There is a real danger to the Church shifting like a weathervane, a possibility imagined, to stunning effect, in Brian Moore’s 1972 novel Catholics and the excellent television adaptation of it the next year starring Trevor Howard, Martin Sheen and Cyril Cusack. Moore had broken away from the Churcyh of his youth. Yet in the alternative future he imagined, after “Vatican IV,” the Church has not only embraced the Mass said in the vernacular, but also rejected the doctrine of transubstantiation (here, understood to be symbolic) and become more of a social-revolutionary organization that one bent on the saving of souls.

And yet, you have to ask whether the Vatican’s extremely deliberative M.O. has not left Pope Benedict in the same position as Cardinal Wolsey’s in Shakespeare’s Henry VIII—i.e., lamenting that he has been left “naked to mine enemies.”

For reasons of organizational, national and personal history, this pope has no margin for error for either the larger issue of Vatican-Jewish relations or the particular issue of the Holocaust:

* The longstanding anti-Semitism passed down, well into the 20th century, to many members of the Church;

* The heavy responsibility of Germany—the pope’s native country—for the Holocaust; and

* Benedict’s membership in the Hitler Youth as a teenager.

It does not matter that Benedict and his family, by most reliable accounts, were anti-Nazi; that membership in the Hitler Youth was mandatory; that Benedict was drafted into the German armed forces against his will, when he was enrolled in a seminary; and that he deserted from the German Army the first chance he had. He will get no pass from large elements of the left, even if some of them (notably John Irving) gave one to novelist Gunter Grass for his patent dishonesty in hiding his SS membership for six decades after the war.

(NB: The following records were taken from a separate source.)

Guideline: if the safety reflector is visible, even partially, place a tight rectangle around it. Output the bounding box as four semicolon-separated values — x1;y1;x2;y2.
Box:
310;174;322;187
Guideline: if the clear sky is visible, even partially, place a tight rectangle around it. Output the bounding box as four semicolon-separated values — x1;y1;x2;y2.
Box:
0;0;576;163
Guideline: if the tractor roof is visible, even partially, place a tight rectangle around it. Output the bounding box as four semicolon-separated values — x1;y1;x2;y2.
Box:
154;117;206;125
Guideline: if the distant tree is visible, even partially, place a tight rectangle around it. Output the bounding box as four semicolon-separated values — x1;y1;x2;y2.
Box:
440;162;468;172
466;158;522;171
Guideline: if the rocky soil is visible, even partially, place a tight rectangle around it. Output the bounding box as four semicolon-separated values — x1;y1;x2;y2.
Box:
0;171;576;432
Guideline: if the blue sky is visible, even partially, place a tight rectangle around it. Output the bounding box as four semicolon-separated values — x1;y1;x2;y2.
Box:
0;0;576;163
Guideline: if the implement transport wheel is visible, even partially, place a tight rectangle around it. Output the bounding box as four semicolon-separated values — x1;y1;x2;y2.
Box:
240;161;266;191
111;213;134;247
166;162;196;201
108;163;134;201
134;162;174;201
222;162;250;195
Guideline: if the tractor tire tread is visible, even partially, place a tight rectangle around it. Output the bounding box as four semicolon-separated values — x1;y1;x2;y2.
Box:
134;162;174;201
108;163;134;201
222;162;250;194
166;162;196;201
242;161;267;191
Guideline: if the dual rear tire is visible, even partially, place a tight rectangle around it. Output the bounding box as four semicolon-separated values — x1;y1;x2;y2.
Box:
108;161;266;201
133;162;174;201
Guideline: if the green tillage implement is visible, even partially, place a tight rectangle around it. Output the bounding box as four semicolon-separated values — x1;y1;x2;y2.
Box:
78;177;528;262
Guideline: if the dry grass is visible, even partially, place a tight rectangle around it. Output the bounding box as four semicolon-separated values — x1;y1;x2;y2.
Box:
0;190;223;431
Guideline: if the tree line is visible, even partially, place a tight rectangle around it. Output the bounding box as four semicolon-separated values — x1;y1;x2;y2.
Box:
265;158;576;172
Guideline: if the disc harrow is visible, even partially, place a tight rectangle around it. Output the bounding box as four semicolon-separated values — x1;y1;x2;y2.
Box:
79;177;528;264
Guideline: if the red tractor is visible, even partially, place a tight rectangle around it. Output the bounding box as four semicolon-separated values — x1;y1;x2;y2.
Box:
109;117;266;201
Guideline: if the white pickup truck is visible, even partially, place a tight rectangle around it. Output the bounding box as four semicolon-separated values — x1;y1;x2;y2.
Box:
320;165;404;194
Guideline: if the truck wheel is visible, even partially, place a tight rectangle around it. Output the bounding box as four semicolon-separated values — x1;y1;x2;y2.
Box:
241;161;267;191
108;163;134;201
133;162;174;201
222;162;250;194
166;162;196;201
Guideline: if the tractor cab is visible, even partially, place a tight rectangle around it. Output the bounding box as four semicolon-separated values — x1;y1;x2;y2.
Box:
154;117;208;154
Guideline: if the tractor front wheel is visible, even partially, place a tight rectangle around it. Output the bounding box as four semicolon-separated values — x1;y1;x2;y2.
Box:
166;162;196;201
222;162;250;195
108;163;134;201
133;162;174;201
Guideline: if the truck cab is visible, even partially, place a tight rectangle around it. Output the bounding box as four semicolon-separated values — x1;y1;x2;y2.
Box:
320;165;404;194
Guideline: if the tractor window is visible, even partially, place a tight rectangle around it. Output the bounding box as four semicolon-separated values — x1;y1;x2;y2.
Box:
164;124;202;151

This latest controversy has led to a hitherto-unimagined finger-pointing about who was responsible for not alerting Benedict to Williamson’s long and bizarre history.

Even if you agree, though, that Benedict could have been prepared better for this, you’re left to ask why he keeps getting bogged down in brouhahas like this or the one involving Islam three years ago. He comes across as someone far more comfortable in the groves of academe than as the leader of a worldwide, ancient organization constantly under the microscope.

Consalvi’s statement at the top of this post is a reminder that the Church has been through difficulties as bad—or worse—than the current one. But it’s also a reminder that the highest reaches of the Church have greater opportunity to scandalize than any of its members.

Williamson—and, unfortunately, through his cluelessness, Benedict—have bewildered, embarrassed, and horrified many Catholics who had hoped to turn the page on the darkest chapter in the Church’s history: the anti-Semitism embodied in the deicide charges against the Jews. Why is the hierarchy quicker to find out about renegade ordinations of women priests than they are about something right under its nose: a real church renegade like Williamson who rejects Vatican II’s belated but welcome denunciation of anti-Semitism?